I have been a bit ignorant to to my blog lately, I came to terms today that it was because of the day I experienced on wednesday. I went to King Edward Memorial Hospital for my appointment in relation to Genetic Services. The lady was so extremely smart, informative and experienced. It was fantastic but also just too much information to take in for one day, not all good information either. I can understand as to why my Oncologist told me from the start that Genetic testing can be a life decision whether you go ahead with it or not, a lot of people prefer either not to know as it can be heart breaking, or for insurance reasons. I just wanted to know so I could look out for my future (and Adam’s), my mother and sister, other relatives and of course, my own children. Because of these reasons, I asked mum, Jess and Adam to all join me. I am glad I did as they now all understand whats involved as much as I do.
I will write a little bit more on this subject when the lady mails out the summary of our discussion in a bit more detail. Basically, I had a blood test the morning of my first chemo (I blogged about this day – 29th Oct back around that date sometime), It was a terrible day as the pathology center already gave a bad impression from the way the girl acted and she actually didn’t end up sending my ‘URGENT’ blood test to the genetics place in time, which I have now been informed, that the DNA did not successfully grow for them to test from. I have had more blood taken to re-test it which may not grow either as I am obviously still on chemo, so a third test may need to take place. The results can take up to 6 months for results. So, I have to be tested for two different things, 1). Genetic testing in general to see if I am a mutation carrier, and 2). P53 – this is very complicated and I will include more on this when I get my summary letter. P53 is possible for me to come back positive for as I am HER2+. Its not exactly good and my radiotherapy has been re-evaluated as to if I should have it now as I could be at a higher risk of later on having Leukemia, Bone cancer, Muscle cancer or Brain cancer. Although as the test results take up to 6 months for results, its too late. My oncologist told me on thursday that there is no doubt at all that I would second guess radiotherapy as my tumor was too aggressive to not have the treatment and would cause a higher risk of the cancer cells that were left in my chest wall after my mastectomy, to come back again.
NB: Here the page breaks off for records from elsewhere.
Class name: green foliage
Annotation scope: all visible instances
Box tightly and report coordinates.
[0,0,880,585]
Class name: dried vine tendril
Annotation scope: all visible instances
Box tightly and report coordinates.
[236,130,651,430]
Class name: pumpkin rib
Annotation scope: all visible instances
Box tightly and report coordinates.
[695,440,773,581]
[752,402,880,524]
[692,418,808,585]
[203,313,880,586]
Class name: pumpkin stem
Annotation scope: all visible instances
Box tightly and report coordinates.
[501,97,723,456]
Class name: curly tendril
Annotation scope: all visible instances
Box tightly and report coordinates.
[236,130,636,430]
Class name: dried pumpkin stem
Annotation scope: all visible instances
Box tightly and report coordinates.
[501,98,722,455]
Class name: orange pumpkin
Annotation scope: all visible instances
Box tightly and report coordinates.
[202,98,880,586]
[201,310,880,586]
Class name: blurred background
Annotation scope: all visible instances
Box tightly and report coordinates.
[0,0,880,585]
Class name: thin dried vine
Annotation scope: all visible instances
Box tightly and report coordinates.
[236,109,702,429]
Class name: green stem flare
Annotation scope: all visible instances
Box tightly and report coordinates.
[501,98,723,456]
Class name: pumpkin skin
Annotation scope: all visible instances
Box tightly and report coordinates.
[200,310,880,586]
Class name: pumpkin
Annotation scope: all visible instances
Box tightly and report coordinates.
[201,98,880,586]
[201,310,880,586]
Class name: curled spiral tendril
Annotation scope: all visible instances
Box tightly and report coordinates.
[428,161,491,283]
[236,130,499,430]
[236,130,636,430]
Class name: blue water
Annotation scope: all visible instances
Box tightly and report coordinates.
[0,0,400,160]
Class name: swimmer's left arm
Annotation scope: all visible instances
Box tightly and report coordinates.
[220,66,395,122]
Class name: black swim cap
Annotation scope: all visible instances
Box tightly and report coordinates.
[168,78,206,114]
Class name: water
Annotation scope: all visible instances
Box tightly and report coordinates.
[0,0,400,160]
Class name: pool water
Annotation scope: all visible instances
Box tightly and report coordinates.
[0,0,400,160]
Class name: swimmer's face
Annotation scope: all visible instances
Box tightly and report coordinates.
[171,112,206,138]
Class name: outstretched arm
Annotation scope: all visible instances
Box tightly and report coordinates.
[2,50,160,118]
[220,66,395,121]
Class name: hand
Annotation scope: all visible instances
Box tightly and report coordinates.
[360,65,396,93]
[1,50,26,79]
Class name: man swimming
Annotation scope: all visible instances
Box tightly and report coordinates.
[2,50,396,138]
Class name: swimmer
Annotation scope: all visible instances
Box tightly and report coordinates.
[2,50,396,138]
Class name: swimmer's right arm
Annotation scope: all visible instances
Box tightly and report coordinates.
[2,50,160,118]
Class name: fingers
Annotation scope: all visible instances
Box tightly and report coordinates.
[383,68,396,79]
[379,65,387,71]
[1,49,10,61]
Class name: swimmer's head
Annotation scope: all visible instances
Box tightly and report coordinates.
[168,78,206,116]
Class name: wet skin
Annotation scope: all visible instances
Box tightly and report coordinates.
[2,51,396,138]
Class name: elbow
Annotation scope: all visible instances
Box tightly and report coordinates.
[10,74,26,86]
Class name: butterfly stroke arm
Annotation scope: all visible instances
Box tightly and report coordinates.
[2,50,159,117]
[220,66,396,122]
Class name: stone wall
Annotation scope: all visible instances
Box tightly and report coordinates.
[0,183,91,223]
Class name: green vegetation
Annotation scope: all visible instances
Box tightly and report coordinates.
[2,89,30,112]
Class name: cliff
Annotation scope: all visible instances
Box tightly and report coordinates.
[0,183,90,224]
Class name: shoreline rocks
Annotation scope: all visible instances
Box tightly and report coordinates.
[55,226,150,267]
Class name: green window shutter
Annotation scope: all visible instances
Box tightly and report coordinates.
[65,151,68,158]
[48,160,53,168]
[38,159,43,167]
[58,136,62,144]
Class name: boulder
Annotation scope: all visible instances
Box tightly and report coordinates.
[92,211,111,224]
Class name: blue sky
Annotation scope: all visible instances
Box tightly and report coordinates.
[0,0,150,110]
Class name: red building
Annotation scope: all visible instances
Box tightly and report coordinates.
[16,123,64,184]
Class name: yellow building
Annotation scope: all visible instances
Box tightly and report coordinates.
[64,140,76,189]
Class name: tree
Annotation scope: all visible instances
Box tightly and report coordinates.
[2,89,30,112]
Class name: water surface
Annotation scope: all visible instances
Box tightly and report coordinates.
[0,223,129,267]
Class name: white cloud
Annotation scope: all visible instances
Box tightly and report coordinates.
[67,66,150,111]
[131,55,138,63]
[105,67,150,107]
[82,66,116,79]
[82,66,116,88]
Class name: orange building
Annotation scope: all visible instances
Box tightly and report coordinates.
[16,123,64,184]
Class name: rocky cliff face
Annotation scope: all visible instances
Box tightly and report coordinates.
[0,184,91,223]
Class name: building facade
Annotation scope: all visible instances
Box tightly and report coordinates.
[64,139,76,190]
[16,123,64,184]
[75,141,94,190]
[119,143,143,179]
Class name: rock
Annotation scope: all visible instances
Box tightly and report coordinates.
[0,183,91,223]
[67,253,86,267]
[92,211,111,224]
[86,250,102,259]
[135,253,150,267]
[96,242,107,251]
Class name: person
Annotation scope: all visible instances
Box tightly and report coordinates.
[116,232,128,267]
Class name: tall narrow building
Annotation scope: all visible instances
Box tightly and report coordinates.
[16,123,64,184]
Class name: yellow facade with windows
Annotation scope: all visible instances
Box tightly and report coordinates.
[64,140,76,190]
Then there was another fact discussed where I can find out at what percentage my children would be at risk of having cancer. Maybe even as being a child. It shook me up, but I am very happy to know I have gone through IVF. Apparently, not all the embryos are always effected. So I could choose a good one, or even go to the length of having the mutation REMOVED from the embryo! Isn’t that amazing? Life is too precious.
I did cry during this appointment, which is rare. But Adam shed some positive light on me as usual! You just have to live your life, and not think about these things, if they happen, you deal with it. Like we have done anyway. There are many options out there for everything and really, everyone in the world has the possibility of getting any cancer. So I will continue to celebrate everyday of living and enjoy what we have.
This is becoming a large post and I have much more to update, so I think I will finish up now and update again tonight with some better, happier things to tell you!